Last week, hundreds of disgruntled citizens gathered outside of Michigan’s state capitol building in defiance of the state’s stay-at-home orders meant to slow the spread of COVID-19. Many of the protesters were holding rifles and, according to Democratic Gov. Gretchen Whitmer, many of them were also holding bigotry and hate in their hearts as well.
On Sunday, Whitmer made an appearance on CNN’s State of the Union in which she said protesters demonstrated “some of the worst racism and awful parts of our history in this country.”
“There were swastikas and nooses and Confederate flags and people with assault rifles,” she said, adding that the group of protesters represented only a small part of the larger population, “the vast majority of whom are doing the right thing.”
“The behavior you’ve seen in all of the clips is not representative of who we are in Michigan,” Whitmer said.
Whitmer wasn’t the only one who observed horrendous behavior by protesters. Many Michigan residents and other witnesses took to social media with video footage of the unruly crowds. Some of them pointed out that demonstrators—many of whom were armed—were demanding access to the House floor where they were not allowed.
Side note: Remember when Black Lives Matter was a whole terrorist organization because they defied law enforcement and occasionally blocked traffic? Now imagine them storming government buildings with guns.
Of course, President “Very fine people on both sides” Trump responded to the racist, volatile protesters and those who stood alongside them the way he always will: by referring to them as “very good people.”
“The Governor of Michigan should give a little, and put out the fire,” Trump tweeted on Friday. “These are very good people, but they are angry. They want their lives back again, safely! See them, talk to them, make a deal.”

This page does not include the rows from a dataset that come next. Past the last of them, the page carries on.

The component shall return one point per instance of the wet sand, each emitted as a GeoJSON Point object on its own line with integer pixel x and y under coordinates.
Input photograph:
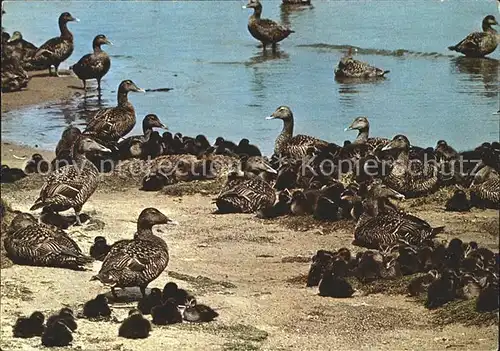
{"type": "Point", "coordinates": [245, 268]}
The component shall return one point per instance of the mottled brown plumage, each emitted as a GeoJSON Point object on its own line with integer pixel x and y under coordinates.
{"type": "Point", "coordinates": [479, 44]}
{"type": "Point", "coordinates": [71, 186]}
{"type": "Point", "coordinates": [110, 124]}
{"type": "Point", "coordinates": [94, 65]}
{"type": "Point", "coordinates": [139, 261]}
{"type": "Point", "coordinates": [265, 30]}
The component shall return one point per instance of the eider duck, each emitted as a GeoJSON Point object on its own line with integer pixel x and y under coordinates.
{"type": "Point", "coordinates": [381, 225]}
{"type": "Point", "coordinates": [292, 146]}
{"type": "Point", "coordinates": [28, 327]}
{"type": "Point", "coordinates": [110, 124]}
{"type": "Point", "coordinates": [139, 261]}
{"type": "Point", "coordinates": [36, 244]}
{"type": "Point", "coordinates": [265, 30]}
{"type": "Point", "coordinates": [419, 180]}
{"type": "Point", "coordinates": [72, 185]}
{"type": "Point", "coordinates": [95, 65]}
{"type": "Point", "coordinates": [138, 145]}
{"type": "Point", "coordinates": [56, 50]}
{"type": "Point", "coordinates": [348, 67]}
{"type": "Point", "coordinates": [479, 44]}
{"type": "Point", "coordinates": [363, 126]}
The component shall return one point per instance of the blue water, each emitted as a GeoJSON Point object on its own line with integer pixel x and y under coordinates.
{"type": "Point", "coordinates": [224, 85]}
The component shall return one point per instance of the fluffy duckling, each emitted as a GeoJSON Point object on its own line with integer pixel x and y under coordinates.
{"type": "Point", "coordinates": [167, 313]}
{"type": "Point", "coordinates": [28, 327]}
{"type": "Point", "coordinates": [57, 334]}
{"type": "Point", "coordinates": [199, 313]}
{"type": "Point", "coordinates": [146, 303]}
{"type": "Point", "coordinates": [97, 307]}
{"type": "Point", "coordinates": [100, 248]}
{"type": "Point", "coordinates": [135, 326]}
{"type": "Point", "coordinates": [458, 202]}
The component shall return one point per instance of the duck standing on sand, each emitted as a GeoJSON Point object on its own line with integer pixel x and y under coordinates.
{"type": "Point", "coordinates": [479, 44]}
{"type": "Point", "coordinates": [58, 49]}
{"type": "Point", "coordinates": [110, 124]}
{"type": "Point", "coordinates": [265, 30]}
{"type": "Point", "coordinates": [72, 185]}
{"type": "Point", "coordinates": [95, 65]}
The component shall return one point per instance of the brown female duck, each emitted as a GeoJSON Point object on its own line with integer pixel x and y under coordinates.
{"type": "Point", "coordinates": [479, 44]}
{"type": "Point", "coordinates": [94, 65]}
{"type": "Point", "coordinates": [72, 185]}
{"type": "Point", "coordinates": [56, 50]}
{"type": "Point", "coordinates": [264, 30]}
{"type": "Point", "coordinates": [292, 146]}
{"type": "Point", "coordinates": [139, 261]}
{"type": "Point", "coordinates": [110, 124]}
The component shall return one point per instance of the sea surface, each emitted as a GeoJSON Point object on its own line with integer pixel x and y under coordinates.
{"type": "Point", "coordinates": [224, 85]}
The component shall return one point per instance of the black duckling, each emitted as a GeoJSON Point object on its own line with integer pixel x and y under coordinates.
{"type": "Point", "coordinates": [411, 179]}
{"type": "Point", "coordinates": [348, 67]}
{"type": "Point", "coordinates": [135, 326]}
{"type": "Point", "coordinates": [28, 327]}
{"type": "Point", "coordinates": [11, 175]}
{"type": "Point", "coordinates": [57, 335]}
{"type": "Point", "coordinates": [266, 31]}
{"type": "Point", "coordinates": [146, 304]}
{"type": "Point", "coordinates": [458, 202]}
{"type": "Point", "coordinates": [479, 44]}
{"type": "Point", "coordinates": [56, 50]}
{"type": "Point", "coordinates": [111, 124]}
{"type": "Point", "coordinates": [36, 244]}
{"type": "Point", "coordinates": [199, 313]}
{"type": "Point", "coordinates": [66, 316]}
{"type": "Point", "coordinates": [72, 185]}
{"type": "Point", "coordinates": [292, 146]}
{"type": "Point", "coordinates": [100, 248]}
{"type": "Point", "coordinates": [97, 307]}
{"type": "Point", "coordinates": [37, 164]}
{"type": "Point", "coordinates": [138, 146]}
{"type": "Point", "coordinates": [139, 261]}
{"type": "Point", "coordinates": [363, 126]}
{"type": "Point", "coordinates": [245, 148]}
{"type": "Point", "coordinates": [95, 65]}
{"type": "Point", "coordinates": [167, 313]}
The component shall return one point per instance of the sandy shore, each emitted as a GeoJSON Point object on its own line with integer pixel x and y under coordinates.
{"type": "Point", "coordinates": [250, 270]}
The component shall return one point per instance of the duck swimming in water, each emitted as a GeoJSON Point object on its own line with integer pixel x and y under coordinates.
{"type": "Point", "coordinates": [139, 261]}
{"type": "Point", "coordinates": [110, 124]}
{"type": "Point", "coordinates": [292, 146]}
{"type": "Point", "coordinates": [56, 50]}
{"type": "Point", "coordinates": [479, 44]}
{"type": "Point", "coordinates": [94, 65]}
{"type": "Point", "coordinates": [264, 30]}
{"type": "Point", "coordinates": [72, 185]}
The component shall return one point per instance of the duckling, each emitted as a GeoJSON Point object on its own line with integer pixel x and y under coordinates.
{"type": "Point", "coordinates": [29, 327]}
{"type": "Point", "coordinates": [57, 334]}
{"type": "Point", "coordinates": [264, 30]}
{"type": "Point", "coordinates": [36, 164]}
{"type": "Point", "coordinates": [245, 148]}
{"type": "Point", "coordinates": [11, 175]}
{"type": "Point", "coordinates": [351, 68]}
{"type": "Point", "coordinates": [100, 248]}
{"type": "Point", "coordinates": [458, 202]}
{"type": "Point", "coordinates": [135, 326]}
{"type": "Point", "coordinates": [167, 313]}
{"type": "Point", "coordinates": [97, 307]}
{"type": "Point", "coordinates": [95, 65]}
{"type": "Point", "coordinates": [479, 44]}
{"type": "Point", "coordinates": [66, 316]}
{"type": "Point", "coordinates": [56, 50]}
{"type": "Point", "coordinates": [148, 302]}
{"type": "Point", "coordinates": [199, 313]}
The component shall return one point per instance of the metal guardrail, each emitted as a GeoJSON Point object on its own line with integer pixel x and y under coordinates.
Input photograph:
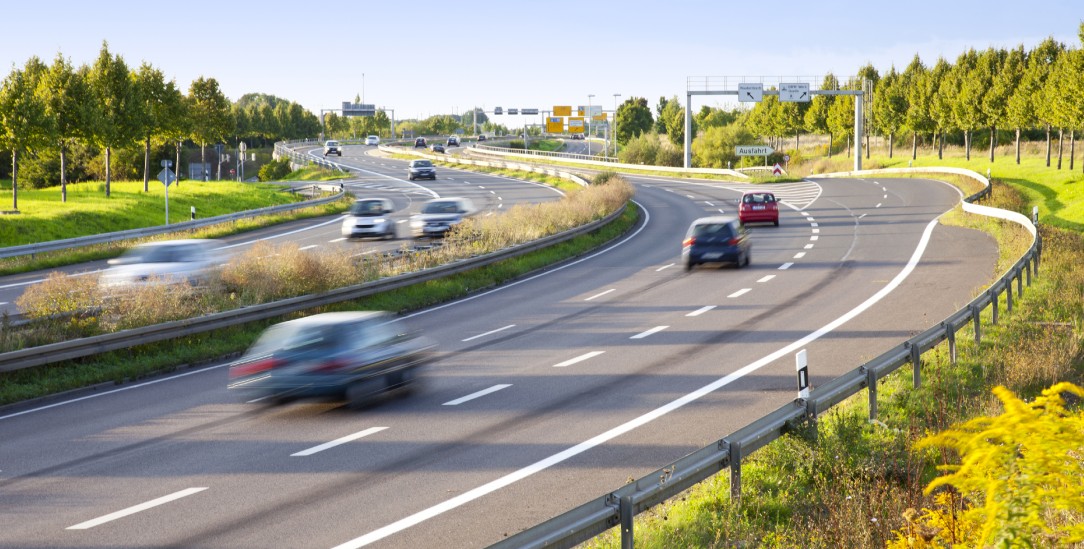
{"type": "Point", "coordinates": [619, 507]}
{"type": "Point", "coordinates": [87, 346]}
{"type": "Point", "coordinates": [54, 245]}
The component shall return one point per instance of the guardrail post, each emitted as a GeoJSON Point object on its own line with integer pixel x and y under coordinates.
{"type": "Point", "coordinates": [916, 361]}
{"type": "Point", "coordinates": [872, 387]}
{"type": "Point", "coordinates": [978, 323]}
{"type": "Point", "coordinates": [626, 510]}
{"type": "Point", "coordinates": [951, 335]}
{"type": "Point", "coordinates": [735, 456]}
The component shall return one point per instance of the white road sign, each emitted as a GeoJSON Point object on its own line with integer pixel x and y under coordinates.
{"type": "Point", "coordinates": [750, 92]}
{"type": "Point", "coordinates": [753, 150]}
{"type": "Point", "coordinates": [795, 92]}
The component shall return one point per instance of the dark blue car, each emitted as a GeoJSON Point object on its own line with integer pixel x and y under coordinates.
{"type": "Point", "coordinates": [717, 239]}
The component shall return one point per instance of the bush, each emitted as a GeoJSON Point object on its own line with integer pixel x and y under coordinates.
{"type": "Point", "coordinates": [274, 170]}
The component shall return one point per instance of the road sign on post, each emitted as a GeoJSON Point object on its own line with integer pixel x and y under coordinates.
{"type": "Point", "coordinates": [795, 92]}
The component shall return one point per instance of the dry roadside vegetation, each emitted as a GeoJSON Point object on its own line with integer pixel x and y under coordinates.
{"type": "Point", "coordinates": [66, 307]}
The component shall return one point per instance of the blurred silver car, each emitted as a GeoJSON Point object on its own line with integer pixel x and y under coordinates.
{"type": "Point", "coordinates": [370, 217]}
{"type": "Point", "coordinates": [342, 355]}
{"type": "Point", "coordinates": [168, 262]}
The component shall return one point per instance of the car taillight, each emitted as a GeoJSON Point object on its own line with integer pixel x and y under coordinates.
{"type": "Point", "coordinates": [254, 368]}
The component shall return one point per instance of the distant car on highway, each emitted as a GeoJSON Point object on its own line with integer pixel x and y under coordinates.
{"type": "Point", "coordinates": [439, 215]}
{"type": "Point", "coordinates": [717, 239]}
{"type": "Point", "coordinates": [370, 217]}
{"type": "Point", "coordinates": [333, 148]}
{"type": "Point", "coordinates": [421, 169]}
{"type": "Point", "coordinates": [759, 207]}
{"type": "Point", "coordinates": [170, 262]}
{"type": "Point", "coordinates": [353, 356]}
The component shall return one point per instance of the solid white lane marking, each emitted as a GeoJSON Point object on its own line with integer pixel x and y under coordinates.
{"type": "Point", "coordinates": [337, 442]}
{"type": "Point", "coordinates": [481, 393]}
{"type": "Point", "coordinates": [489, 333]}
{"type": "Point", "coordinates": [634, 423]}
{"type": "Point", "coordinates": [136, 509]}
{"type": "Point", "coordinates": [657, 329]}
{"type": "Point", "coordinates": [701, 310]}
{"type": "Point", "coordinates": [580, 358]}
{"type": "Point", "coordinates": [602, 294]}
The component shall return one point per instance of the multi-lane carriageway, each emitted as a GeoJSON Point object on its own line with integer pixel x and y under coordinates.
{"type": "Point", "coordinates": [547, 392]}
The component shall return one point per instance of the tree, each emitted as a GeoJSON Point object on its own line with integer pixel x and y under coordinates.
{"type": "Point", "coordinates": [918, 98]}
{"type": "Point", "coordinates": [66, 97]}
{"type": "Point", "coordinates": [24, 120]}
{"type": "Point", "coordinates": [162, 107]}
{"type": "Point", "coordinates": [816, 116]}
{"type": "Point", "coordinates": [116, 107]}
{"type": "Point", "coordinates": [633, 119]}
{"type": "Point", "coordinates": [209, 113]}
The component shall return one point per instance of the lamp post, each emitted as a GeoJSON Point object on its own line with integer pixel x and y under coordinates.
{"type": "Point", "coordinates": [615, 123]}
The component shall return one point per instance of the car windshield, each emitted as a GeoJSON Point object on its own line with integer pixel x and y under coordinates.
{"type": "Point", "coordinates": [441, 207]}
{"type": "Point", "coordinates": [372, 207]}
{"type": "Point", "coordinates": [717, 230]}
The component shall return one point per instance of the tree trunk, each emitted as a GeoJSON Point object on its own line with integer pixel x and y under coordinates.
{"type": "Point", "coordinates": [1018, 147]}
{"type": "Point", "coordinates": [1047, 145]}
{"type": "Point", "coordinates": [14, 179]}
{"type": "Point", "coordinates": [1061, 144]}
{"type": "Point", "coordinates": [108, 156]}
{"type": "Point", "coordinates": [63, 171]}
{"type": "Point", "coordinates": [146, 163]}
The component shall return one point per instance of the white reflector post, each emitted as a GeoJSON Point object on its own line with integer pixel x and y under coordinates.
{"type": "Point", "coordinates": [803, 374]}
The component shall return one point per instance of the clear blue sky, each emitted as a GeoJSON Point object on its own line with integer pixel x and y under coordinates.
{"type": "Point", "coordinates": [424, 56]}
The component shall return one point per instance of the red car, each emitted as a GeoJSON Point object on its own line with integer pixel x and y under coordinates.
{"type": "Point", "coordinates": [759, 207]}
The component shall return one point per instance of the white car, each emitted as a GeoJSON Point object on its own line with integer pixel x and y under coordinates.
{"type": "Point", "coordinates": [370, 217]}
{"type": "Point", "coordinates": [169, 262]}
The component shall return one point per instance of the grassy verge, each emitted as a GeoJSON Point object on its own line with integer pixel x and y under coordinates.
{"type": "Point", "coordinates": [168, 356]}
{"type": "Point", "coordinates": [846, 482]}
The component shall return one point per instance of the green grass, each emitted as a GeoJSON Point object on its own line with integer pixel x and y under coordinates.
{"type": "Point", "coordinates": [158, 358]}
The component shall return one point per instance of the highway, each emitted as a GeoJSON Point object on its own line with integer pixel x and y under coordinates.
{"type": "Point", "coordinates": [370, 176]}
{"type": "Point", "coordinates": [546, 392]}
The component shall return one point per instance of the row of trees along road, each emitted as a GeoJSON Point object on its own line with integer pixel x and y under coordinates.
{"type": "Point", "coordinates": [54, 109]}
{"type": "Point", "coordinates": [1027, 92]}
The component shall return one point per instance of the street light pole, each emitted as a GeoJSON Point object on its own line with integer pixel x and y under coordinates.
{"type": "Point", "coordinates": [615, 123]}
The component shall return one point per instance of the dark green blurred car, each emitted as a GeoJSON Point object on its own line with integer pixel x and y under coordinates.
{"type": "Point", "coordinates": [352, 356]}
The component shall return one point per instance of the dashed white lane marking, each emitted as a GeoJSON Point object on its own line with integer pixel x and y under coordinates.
{"type": "Point", "coordinates": [136, 509]}
{"type": "Point", "coordinates": [701, 310]}
{"type": "Point", "coordinates": [481, 393]}
{"type": "Point", "coordinates": [641, 335]}
{"type": "Point", "coordinates": [337, 442]}
{"type": "Point", "coordinates": [491, 332]}
{"type": "Point", "coordinates": [579, 358]}
{"type": "Point", "coordinates": [602, 294]}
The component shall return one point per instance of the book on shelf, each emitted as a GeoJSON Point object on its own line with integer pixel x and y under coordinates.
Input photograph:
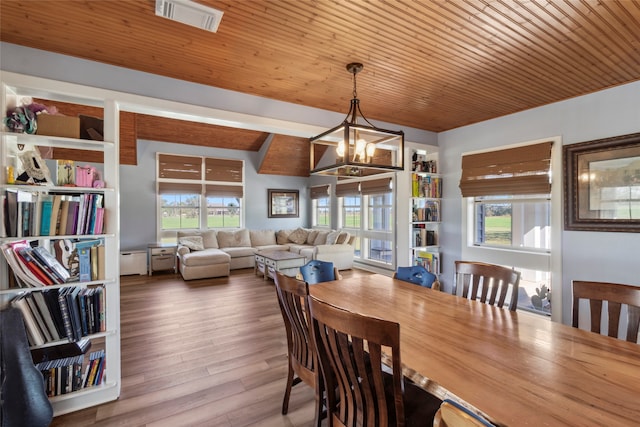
{"type": "Point", "coordinates": [54, 218]}
{"type": "Point", "coordinates": [423, 236]}
{"type": "Point", "coordinates": [38, 214]}
{"type": "Point", "coordinates": [51, 298]}
{"type": "Point", "coordinates": [51, 261]}
{"type": "Point", "coordinates": [46, 314]}
{"type": "Point", "coordinates": [60, 351]}
{"type": "Point", "coordinates": [95, 374]}
{"type": "Point", "coordinates": [62, 376]}
{"type": "Point", "coordinates": [63, 218]}
{"type": "Point", "coordinates": [426, 186]}
{"type": "Point", "coordinates": [426, 210]}
{"type": "Point", "coordinates": [35, 267]}
{"type": "Point", "coordinates": [45, 217]}
{"type": "Point", "coordinates": [72, 217]}
{"type": "Point", "coordinates": [34, 335]}
{"type": "Point", "coordinates": [88, 257]}
{"type": "Point", "coordinates": [22, 272]}
{"type": "Point", "coordinates": [11, 213]}
{"type": "Point", "coordinates": [429, 260]}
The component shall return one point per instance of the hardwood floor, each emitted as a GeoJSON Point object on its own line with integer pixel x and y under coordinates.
{"type": "Point", "coordinates": [201, 353]}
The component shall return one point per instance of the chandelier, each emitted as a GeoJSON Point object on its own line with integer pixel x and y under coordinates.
{"type": "Point", "coordinates": [357, 148]}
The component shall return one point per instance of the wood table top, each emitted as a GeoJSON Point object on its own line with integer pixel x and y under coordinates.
{"type": "Point", "coordinates": [516, 367]}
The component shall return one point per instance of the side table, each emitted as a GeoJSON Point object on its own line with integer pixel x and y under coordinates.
{"type": "Point", "coordinates": [162, 256]}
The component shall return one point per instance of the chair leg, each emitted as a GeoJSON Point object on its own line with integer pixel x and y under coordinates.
{"type": "Point", "coordinates": [320, 412]}
{"type": "Point", "coordinates": [287, 391]}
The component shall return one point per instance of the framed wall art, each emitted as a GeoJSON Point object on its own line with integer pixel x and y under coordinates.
{"type": "Point", "coordinates": [602, 184]}
{"type": "Point", "coordinates": [284, 203]}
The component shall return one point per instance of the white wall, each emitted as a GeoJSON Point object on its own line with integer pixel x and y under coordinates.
{"type": "Point", "coordinates": [585, 255]}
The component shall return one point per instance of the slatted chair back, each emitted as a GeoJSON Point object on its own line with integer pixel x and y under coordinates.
{"type": "Point", "coordinates": [488, 283]}
{"type": "Point", "coordinates": [316, 271]}
{"type": "Point", "coordinates": [453, 414]}
{"type": "Point", "coordinates": [417, 275]}
{"type": "Point", "coordinates": [303, 363]}
{"type": "Point", "coordinates": [616, 295]}
{"type": "Point", "coordinates": [350, 351]}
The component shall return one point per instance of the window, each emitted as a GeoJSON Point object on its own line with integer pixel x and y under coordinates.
{"type": "Point", "coordinates": [351, 212]}
{"type": "Point", "coordinates": [379, 227]}
{"type": "Point", "coordinates": [180, 211]}
{"type": "Point", "coordinates": [223, 212]}
{"type": "Point", "coordinates": [321, 206]}
{"type": "Point", "coordinates": [509, 216]}
{"type": "Point", "coordinates": [366, 210]}
{"type": "Point", "coordinates": [515, 223]}
{"type": "Point", "coordinates": [198, 193]}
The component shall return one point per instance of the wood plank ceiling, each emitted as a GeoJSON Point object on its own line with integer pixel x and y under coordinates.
{"type": "Point", "coordinates": [433, 65]}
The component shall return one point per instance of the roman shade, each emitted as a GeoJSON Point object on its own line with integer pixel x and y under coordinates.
{"type": "Point", "coordinates": [223, 170]}
{"type": "Point", "coordinates": [518, 170]}
{"type": "Point", "coordinates": [376, 186]}
{"type": "Point", "coordinates": [179, 188]}
{"type": "Point", "coordinates": [171, 166]}
{"type": "Point", "coordinates": [347, 189]}
{"type": "Point", "coordinates": [320, 191]}
{"type": "Point", "coordinates": [224, 191]}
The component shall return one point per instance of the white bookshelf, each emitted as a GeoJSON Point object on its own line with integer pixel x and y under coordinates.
{"type": "Point", "coordinates": [14, 88]}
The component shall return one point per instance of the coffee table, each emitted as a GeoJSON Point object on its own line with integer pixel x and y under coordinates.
{"type": "Point", "coordinates": [287, 263]}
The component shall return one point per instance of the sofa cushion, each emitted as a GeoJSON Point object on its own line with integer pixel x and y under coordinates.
{"type": "Point", "coordinates": [311, 237]}
{"type": "Point", "coordinates": [343, 238]}
{"type": "Point", "coordinates": [194, 243]}
{"type": "Point", "coordinates": [209, 240]}
{"type": "Point", "coordinates": [205, 257]}
{"type": "Point", "coordinates": [299, 236]}
{"type": "Point", "coordinates": [321, 239]}
{"type": "Point", "coordinates": [234, 239]}
{"type": "Point", "coordinates": [262, 237]}
{"type": "Point", "coordinates": [332, 237]}
{"type": "Point", "coordinates": [240, 251]}
{"type": "Point", "coordinates": [272, 248]}
{"type": "Point", "coordinates": [294, 248]}
{"type": "Point", "coordinates": [282, 237]}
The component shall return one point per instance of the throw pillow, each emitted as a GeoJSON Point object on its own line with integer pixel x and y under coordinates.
{"type": "Point", "coordinates": [332, 237]}
{"type": "Point", "coordinates": [321, 239]}
{"type": "Point", "coordinates": [262, 237]}
{"type": "Point", "coordinates": [234, 239]}
{"type": "Point", "coordinates": [282, 237]}
{"type": "Point", "coordinates": [299, 236]}
{"type": "Point", "coordinates": [194, 243]}
{"type": "Point", "coordinates": [343, 238]}
{"type": "Point", "coordinates": [311, 237]}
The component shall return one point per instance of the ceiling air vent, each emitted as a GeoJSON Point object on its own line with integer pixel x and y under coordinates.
{"type": "Point", "coordinates": [190, 13]}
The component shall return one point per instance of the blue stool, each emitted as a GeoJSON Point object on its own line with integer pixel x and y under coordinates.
{"type": "Point", "coordinates": [316, 271]}
{"type": "Point", "coordinates": [416, 274]}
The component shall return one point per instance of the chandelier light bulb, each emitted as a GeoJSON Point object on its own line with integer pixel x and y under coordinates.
{"type": "Point", "coordinates": [371, 150]}
{"type": "Point", "coordinates": [360, 146]}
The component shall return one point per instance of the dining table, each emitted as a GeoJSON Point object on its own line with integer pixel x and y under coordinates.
{"type": "Point", "coordinates": [514, 367]}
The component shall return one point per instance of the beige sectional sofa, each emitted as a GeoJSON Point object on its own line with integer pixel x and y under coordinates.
{"type": "Point", "coordinates": [211, 253]}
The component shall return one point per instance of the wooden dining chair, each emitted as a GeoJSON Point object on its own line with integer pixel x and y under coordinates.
{"type": "Point", "coordinates": [417, 275]}
{"type": "Point", "coordinates": [303, 360]}
{"type": "Point", "coordinates": [488, 283]}
{"type": "Point", "coordinates": [616, 295]}
{"type": "Point", "coordinates": [350, 355]}
{"type": "Point", "coordinates": [316, 271]}
{"type": "Point", "coordinates": [453, 414]}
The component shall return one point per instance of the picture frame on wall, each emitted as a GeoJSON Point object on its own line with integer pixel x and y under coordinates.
{"type": "Point", "coordinates": [602, 184]}
{"type": "Point", "coordinates": [284, 203]}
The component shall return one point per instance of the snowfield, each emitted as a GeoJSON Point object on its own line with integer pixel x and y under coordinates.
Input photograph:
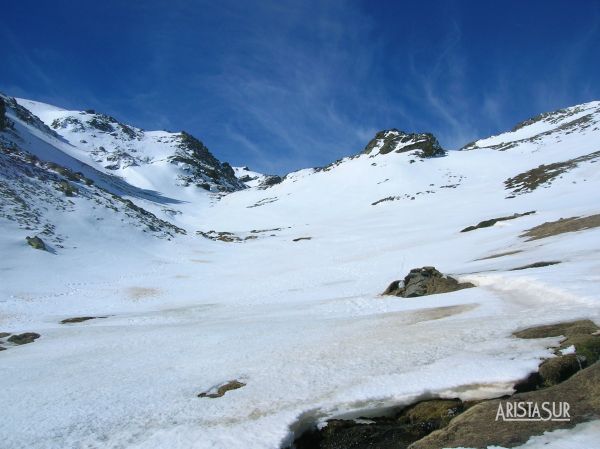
{"type": "Point", "coordinates": [300, 322]}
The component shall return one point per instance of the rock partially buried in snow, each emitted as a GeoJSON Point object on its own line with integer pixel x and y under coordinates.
{"type": "Point", "coordinates": [80, 319]}
{"type": "Point", "coordinates": [36, 243]}
{"type": "Point", "coordinates": [220, 391]}
{"type": "Point", "coordinates": [425, 281]}
{"type": "Point", "coordinates": [22, 339]}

It’s unclear what kind of “deal” Trump would deem appropriate—since “stay your asses at home until the health crisis passes and more people will live” clearly ain’t it—but Whitmer’s response certainly is clear.
“The fact of the matter is we are in the global pandemic. This is not something we negotiate ourselves out of and is a political matter. This is a public health crisis that has taken the lives of almost 70,000 Americans,” she told CNN.
According to The Hill, Michigan’s latest COVID-19 tally stands at 43,207 confirmed cases and 4,020 deaths as of Saturday.